The S.E.C. Catches Up With Steve Jobs

Steve Jobs may be the subject of a new fake book, but he has been issued a very real subpoena by federal investigators.

The S.E.C. wants him to cough up dirt on Nancy Heinen, Apple's former general counsel, in its ongoing investigation of stock options backdating at the tech giant. Jobs is not the target of the probe.

Throughout the Apple backdating saga, the company has appeared to be willing to throw anyone—no matter how senior—under the bus, in order to keep the scandal away from Jobs, the franchise player.

The S.E.C. sued Heinen on April 24 for allegedly backdating a 7.5 million share-option grant to Jobs and other Apple honchos in 2001. Late last year, Apple disclosed that Jobs recommended some favorable dates on options other than his own.
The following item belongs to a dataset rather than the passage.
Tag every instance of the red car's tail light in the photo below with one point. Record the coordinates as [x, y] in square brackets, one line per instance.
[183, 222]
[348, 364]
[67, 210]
Back in April, the S.E.C. said that it wouldn't sue Apple over the backdated options. An internal Apple investigation found "no misconduct" by Jobs after the technology visionary asserted that he wasn't aware of the potential accounting implications of backdated options.

The feds settled their case against former Apple C.F.O. Fred Anderson, who agreed to disgorge $3.5 million in ill-gotten gains from options backdating. As part of the deal, Anderson said he warned Jobs in January 2001 that Apple could be exposed to accounting charges because of the grant-date manipulation.
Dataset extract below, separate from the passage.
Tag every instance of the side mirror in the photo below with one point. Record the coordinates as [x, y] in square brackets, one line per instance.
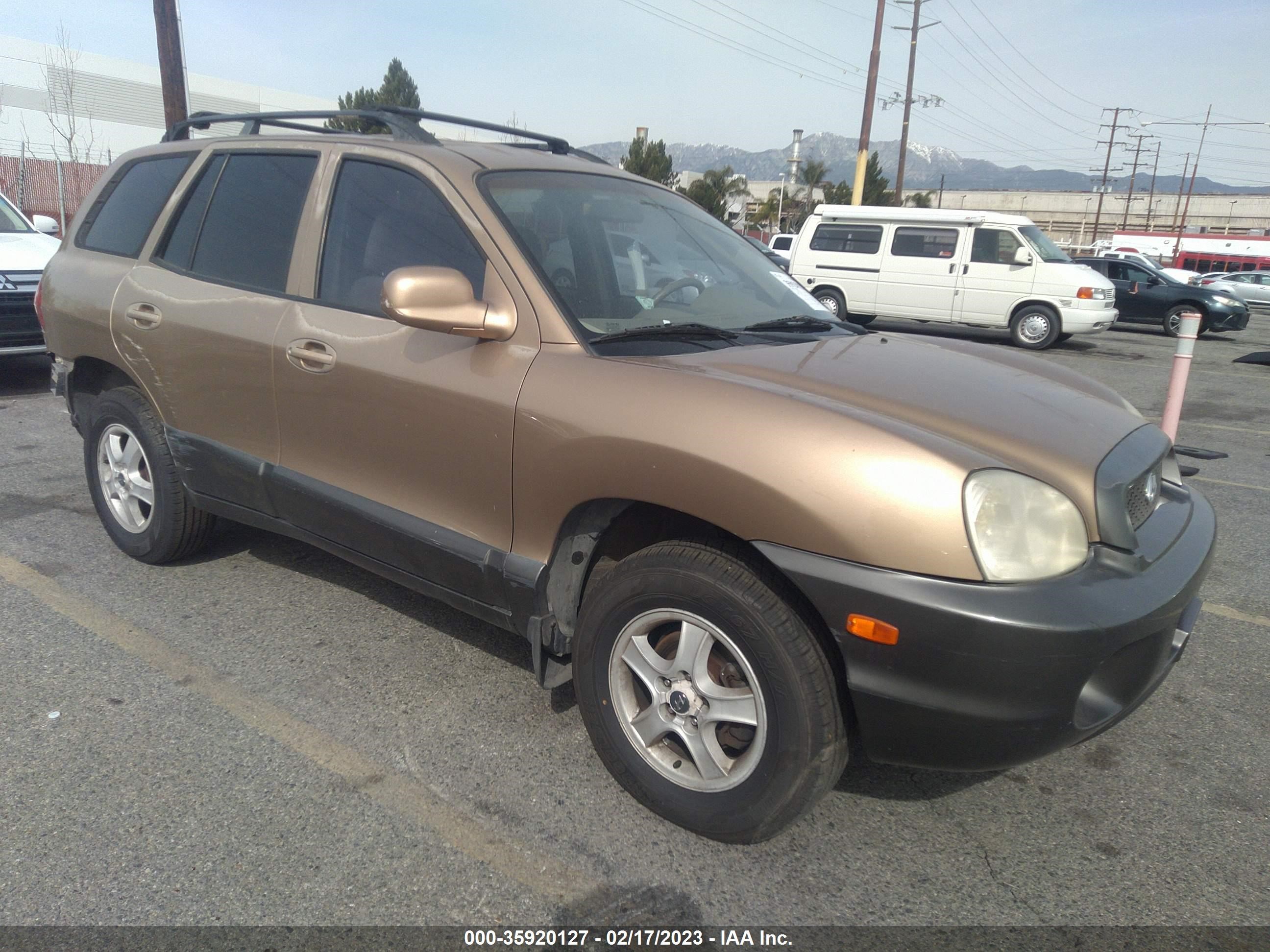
[442, 300]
Late last year, Apple took a one-time charge of $84 million to correct its books, including $20 million for Jobs's 7.5 million-share award.

Many in the financial community, including the Wall Street Journal editorial board and Portfolio.com's own ace finance blogger Felix Salmon believe that options backdating causes "very little in the way of financial harm."

Compared with Enron, WorldCom, Adelphia, and the epidemic of Wall Street-abetted mortgage hucksterism that has roiled global markets lately, options backdating may seem to some like a relatively innocuous infraction.

In prior scandals, it's been easy to point a finger at an aggrieved party and say, "Oh look, they just lost their pension/life savings/house." With options backdating, the victim is more nebulous.

When a corporate board rigs stock options grants for senior executives—as if those employees aren't already well compensated enough—it is exploiting its insider status to take advantage of shareholders and the broader investing public. The real victim in the options-backdating mess is a pillar of the market system: Investor confidence.

Investors have a right to expect that the securities market be, if not equitable, then at least fair. What has become very apparent over the last year is that corporate executives—who have been richly compensated by stock options grants—have not been honoring their side of the deal.